Cocchi Barolo Chinato has been relaunched, using a recipe that brings together some of the best wines from the Nebbiolo grape variety, alongside Chinese Calissaja bark, gentian, cardamom seeds and rhubarb root to create a very uniquely flavoured fortified wine indeed.  On its own as an aperitif or poured over ice, it gives off a hugely complex aroma of dark chocolate, bitter cinnamon bark and and citrus notes, alongside a bold, plummy and fruit laden palate. In fact, it's possibly the most essential Christmas flavour that you never knew you needed! Couple this with a bar of wonderfully rich chocolate covered Niederegger Marzipan (the finest available IMHO) and your in festive heaven.

Cocchi Barolo Chinato is available for £29.95 here

Being that we like a cocktail or two, we found time to 'Cocchify' three of our favourites:  The whisk(e)y based Manhattan and the gin-based Martinez and Vesper. Here, Cocchi's vermouths come into their own, the rich notes in the Vermouth di Torino coming from a recipe harking back to the its original introduction back in 1891, rereleased to coincide with the 120 birthday of the House of Cocchi.

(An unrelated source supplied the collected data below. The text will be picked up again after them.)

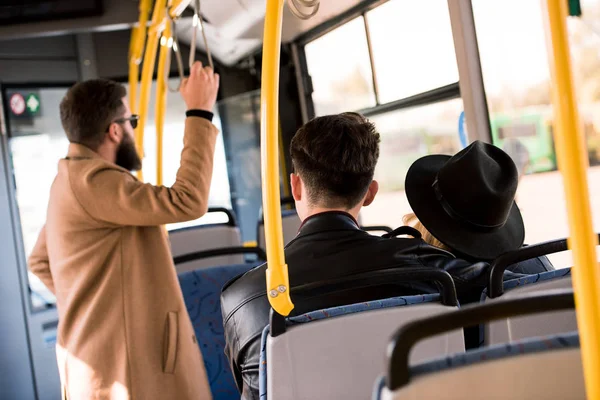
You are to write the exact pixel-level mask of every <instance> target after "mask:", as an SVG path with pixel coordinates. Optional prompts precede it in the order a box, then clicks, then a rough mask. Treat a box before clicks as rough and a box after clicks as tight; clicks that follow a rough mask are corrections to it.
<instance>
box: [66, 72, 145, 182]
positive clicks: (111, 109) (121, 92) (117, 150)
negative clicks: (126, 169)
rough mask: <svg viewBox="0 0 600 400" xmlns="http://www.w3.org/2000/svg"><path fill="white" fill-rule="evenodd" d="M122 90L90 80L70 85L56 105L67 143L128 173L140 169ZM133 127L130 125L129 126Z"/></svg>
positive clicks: (127, 107)
mask: <svg viewBox="0 0 600 400" xmlns="http://www.w3.org/2000/svg"><path fill="white" fill-rule="evenodd" d="M126 96H127V92H126V90H125V88H124V87H123V86H122V85H121V84H119V83H117V82H113V81H109V80H104V79H92V80H88V81H85V82H80V83H78V84H76V85H74V86H73V87H72V88H71V89H69V91H68V92H67V94H66V95H65V97H64V98H63V100H62V102H61V103H60V119H61V122H62V125H63V128H64V130H65V132H66V134H67V138H68V139H69V142H71V143H77V144H81V145H83V146H86V147H88V148H90V149H91V150H93V151H95V152H96V153H98V154H100V155H101V156H102V157H103V158H105V159H107V160H109V161H111V162H114V163H116V164H117V165H119V166H120V167H123V168H125V169H127V170H129V171H136V170H139V169H141V167H142V161H141V160H140V157H139V156H138V154H137V151H136V148H135V141H134V126H135V125H136V124H137V120H134V121H132V119H131V118H132V115H131V111H130V110H129V106H128V104H127V99H126ZM132 123H133V125H132Z"/></svg>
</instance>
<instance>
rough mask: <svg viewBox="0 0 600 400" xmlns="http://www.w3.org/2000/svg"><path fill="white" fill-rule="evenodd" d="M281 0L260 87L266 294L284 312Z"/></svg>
mask: <svg viewBox="0 0 600 400" xmlns="http://www.w3.org/2000/svg"><path fill="white" fill-rule="evenodd" d="M283 4H284V0H267V10H266V14H265V28H264V35H263V61H262V88H261V122H260V131H261V149H260V150H261V169H262V197H263V209H264V219H265V241H266V245H267V273H266V275H267V294H268V297H269V302H270V303H271V307H273V309H274V310H275V311H277V312H278V313H279V314H281V315H284V316H287V315H289V313H290V312H291V311H292V310H293V309H294V304H293V303H292V299H291V297H290V284H289V276H288V270H287V265H286V263H285V255H284V252H283V229H282V227H281V203H280V199H281V197H280V192H279V147H278V139H279V138H278V136H279V123H278V121H279V57H280V47H281V23H282V16H283Z"/></svg>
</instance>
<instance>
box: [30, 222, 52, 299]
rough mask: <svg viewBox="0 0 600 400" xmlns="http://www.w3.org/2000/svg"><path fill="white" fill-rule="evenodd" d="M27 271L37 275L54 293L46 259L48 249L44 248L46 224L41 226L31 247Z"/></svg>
mask: <svg viewBox="0 0 600 400" xmlns="http://www.w3.org/2000/svg"><path fill="white" fill-rule="evenodd" d="M27 264H28V267H29V271H31V273H33V274H34V275H35V276H37V277H38V278H39V279H40V280H41V281H42V283H43V284H44V285H46V287H47V288H48V290H50V291H51V292H52V294H54V295H56V291H55V289H54V281H53V280H52V273H51V272H50V261H49V259H48V250H47V248H46V226H45V225H44V226H43V227H42V230H41V231H40V235H39V236H38V240H37V242H36V243H35V246H34V247H33V251H32V252H31V255H30V256H29V260H28V262H27Z"/></svg>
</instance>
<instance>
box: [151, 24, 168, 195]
mask: <svg viewBox="0 0 600 400" xmlns="http://www.w3.org/2000/svg"><path fill="white" fill-rule="evenodd" d="M169 40H172V39H171V24H166V25H165V30H164V32H163V35H162V38H161V39H160V54H159V56H158V72H157V74H156V109H155V113H156V116H155V124H156V184H157V185H158V186H161V185H162V184H163V168H162V167H163V132H164V125H165V112H166V107H167V82H166V79H167V72H166V71H167V68H168V66H167V61H168V60H169V52H170V51H171V48H170V47H169Z"/></svg>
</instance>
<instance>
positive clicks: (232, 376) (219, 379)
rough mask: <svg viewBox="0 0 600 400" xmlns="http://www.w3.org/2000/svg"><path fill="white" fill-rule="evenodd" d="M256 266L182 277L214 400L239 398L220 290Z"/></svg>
mask: <svg viewBox="0 0 600 400" xmlns="http://www.w3.org/2000/svg"><path fill="white" fill-rule="evenodd" d="M257 265H258V264H240V265H228V266H222V267H214V268H203V269H198V270H196V271H190V272H184V273H182V274H179V284H180V285H181V291H182V292H183V299H184V300H185V306H186V308H187V311H188V314H189V316H190V319H191V321H192V324H193V325H194V331H195V332H196V339H197V340H198V346H199V347H200V350H201V352H202V357H203V358H204V366H205V367H206V374H207V377H208V381H209V383H210V388H211V391H212V395H213V399H214V400H233V399H235V400H239V398H240V393H239V391H238V389H237V387H236V385H235V381H234V379H233V374H232V372H231V369H230V368H229V363H228V361H227V357H226V356H225V353H224V348H225V336H224V332H223V317H222V316H221V289H222V288H223V286H224V285H225V284H226V283H227V282H228V281H230V280H231V279H233V278H235V277H236V276H238V275H241V274H243V273H245V272H246V271H248V270H250V269H252V268H254V267H255V266H257Z"/></svg>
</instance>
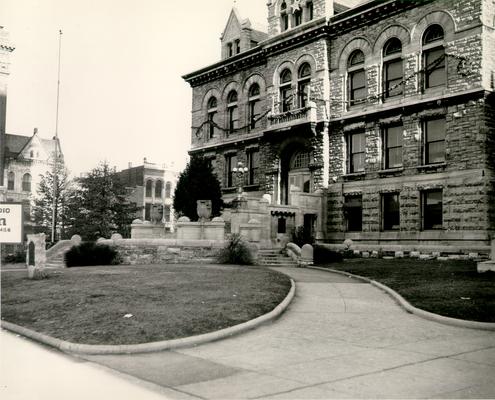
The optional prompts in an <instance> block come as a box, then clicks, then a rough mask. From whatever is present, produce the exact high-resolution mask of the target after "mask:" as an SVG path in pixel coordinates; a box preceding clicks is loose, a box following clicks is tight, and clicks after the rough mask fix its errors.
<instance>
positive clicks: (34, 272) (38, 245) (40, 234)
mask: <svg viewBox="0 0 495 400" xmlns="http://www.w3.org/2000/svg"><path fill="white" fill-rule="evenodd" d="M45 242H46V235H45V234H44V233H38V234H36V235H27V243H28V251H27V256H26V266H27V270H28V278H29V279H43V278H46V277H47V275H46V272H45V265H46V243H45Z"/></svg>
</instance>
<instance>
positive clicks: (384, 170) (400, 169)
mask: <svg viewBox="0 0 495 400" xmlns="http://www.w3.org/2000/svg"><path fill="white" fill-rule="evenodd" d="M400 172H404V167H400V168H389V169H382V170H380V171H378V174H379V175H392V174H397V173H400Z"/></svg>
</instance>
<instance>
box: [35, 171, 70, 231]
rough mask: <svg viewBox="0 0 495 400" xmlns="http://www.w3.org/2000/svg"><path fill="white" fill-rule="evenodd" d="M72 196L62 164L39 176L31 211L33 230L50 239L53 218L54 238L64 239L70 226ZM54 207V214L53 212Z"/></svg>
mask: <svg viewBox="0 0 495 400" xmlns="http://www.w3.org/2000/svg"><path fill="white" fill-rule="evenodd" d="M54 193H56V195H55V197H56V200H55V202H54V201H53V197H54ZM74 196H75V191H74V188H73V186H72V182H71V180H70V179H69V172H68V171H67V168H65V166H64V165H63V164H62V163H59V164H57V166H56V168H55V170H51V171H48V172H47V173H46V174H45V175H41V179H40V184H39V186H38V190H37V193H36V197H35V198H34V204H33V209H32V217H33V222H34V224H35V230H36V231H37V232H43V233H45V234H46V235H47V237H51V231H52V226H53V217H55V238H56V239H66V238H67V233H68V231H69V230H70V228H71V225H72V221H71V213H72V211H73V210H72V203H73V198H74ZM54 206H55V213H54V212H53V207H54Z"/></svg>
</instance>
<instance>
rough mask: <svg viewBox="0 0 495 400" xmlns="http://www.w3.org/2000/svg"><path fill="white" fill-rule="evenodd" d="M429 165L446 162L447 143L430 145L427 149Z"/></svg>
mask: <svg viewBox="0 0 495 400" xmlns="http://www.w3.org/2000/svg"><path fill="white" fill-rule="evenodd" d="M426 161H427V163H428V164H433V163H437V162H443V161H445V142H444V141H439V142H432V143H428V147H427V160H426Z"/></svg>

In a Manhattan, using 50ml Pikesville rye whiskey as the base, 25ml Cocchi VdT and a dash of Bitter Truth's Jerry Thomas Bitters, the Cocchi highlights the more robust, peppery notes found in the rye and the smooth well-rounded fruitiness gives the drink a real sumptuousness.  In fact, it might just have pipped our previously favourite vermouth, Antica Formula, to the punch.

Our Martinez, used the rather intriguing creation of Master Of Malt's Cream Gin, made in conjunction with our great friend and colleague, Ryan Chetiyawardana, for a really authentic, late 19th Century feel. Using 60ml of Cocchi Vermouth di Torino, 30ml of Cream Gin, a bar spoon of Maraschino liqueur and 2 dashes of Bokers bitters.

Oh my...  The aromatic botanical notes in the gin really start to come alive with the bitterness of the vermouth, but the cocktail has a rich sweetness too, dark chocolate, cinnamon and anise all jumping out.  As Martinez cocktails go, this one is our favourite recipes by a long way.

Cocchi Vermouth di Torino is available for £17.75 here

Our final cocktail uses Cocchi's Americano Aperitivo.  It has a very citrus'y feel, with grapefruit juice, orange zests and an intense bitterness (from the cinchona bark, which is where quinine comes from)

With a Vesper, to be frank, you know you're drinking a  f**king powerful cocktail: the classic recipe, as created by the master of espionage himself, Ian Fleming, calls for three measures of Gordon's gin, one of vodka, half a measure of Kina Lillet (a sweet, aromatic, gold-coloured vermouth) and a lemon peel as a garnish.  Here, we decided to plump for the superlative experience of Berry's No.3 gin,  Ketel One vodka and a, shall we say, gentleman's pour of the Cocchi Americano in place of the Lillet.

The result is a fabulously clean, sophisticated drink, with a wonderful citrus balance and dry/aromatic botanical hit, which lingers for ages on the palate. An outstanding drink in every stretch of the imagination.